A second powerful storm in as many weeks was bearing down on a string of battered Caribbean islands on Sunday, with forecasters saying that Maria had strengthened into a hurricane and would intensify before hitting the Leeward Islands on Monday night.
Maria was about 445 kilometres (275 miles) east-southeast of the Leeward island of Dominica with maximum sustained winds of 100 kilometres (75 miles) per hour at 4 PM (2000 GMT), the US National Hurricane Center (NHC) said.
“Maria… could be near major hurricane intensity when it affects portions of the Leeward Islands over the next few days, bringing dangerous wind, storm surge, and rainfall hazards,” the forecaster said.
Maximum sustained winds were expected to accelerate to 120 miles per hour within 72 hours, by which time the hurricane could reach the British and US Virgin Islands and Puerto Rico — a US territory with a weakened economy and fragile power grid.
The government of Puerto Rico has already begun preparations for Maria, which is expected to make landfall there on Tuesday, officials said.
The storm is moving west-northwest at about 24 kilometres (15 miles) per hour and is expected to cross the Leeward Islands on Monday night, the NHC said.
Hurricane warnings were in place on the French island of Guadeloupe, Dominica, St.
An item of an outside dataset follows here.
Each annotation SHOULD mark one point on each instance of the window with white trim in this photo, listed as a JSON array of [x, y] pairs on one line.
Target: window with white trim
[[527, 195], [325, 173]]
Kitts, Nevis, and Montserrat, while a hurricane watch was in effect for US Virgin Islands, the British Virgin Islands, Saba and St. Eustatius, St. Maarten, St. Martin and St. Barthelemy, and Anguilla.
A tropical storm warning was in effect for Antigua and Barbuda, St. Lucia, and Martinique.
Maria is approaching the eastern Caribbean less than two weeks after Irma hammered the region before overrunning Florida. That powerful Category 4 storm killed at least 84 people, more than half of them in the Caribbean.
The NHS also issued a tropical storm watch for portions of the US mid-Atlantic and New England coast by Tuesday as Jose — a second hurricane — moved slowly north from its current position in the Atlantic Ocean about 535 kilometres (335 miles) southeast of Cape Hatteras, North Carolina.
The eye of Jose — with top sustained winds of 150 kilometres (90 miles) per hour — should remain off the US East Coast, the NHS said.
Even so, by Tuesday it could bring tropical storm conditions from Fenwick Island, Delaware, to Sandy Hook, New Jersey, and from East Rockaway Inlet on New York’s Long Island to the Massachusetts island of Nantucket.
Up to five inches of rain could fall over parts of the area and the storm could bring dangerous surf and rip currents as well.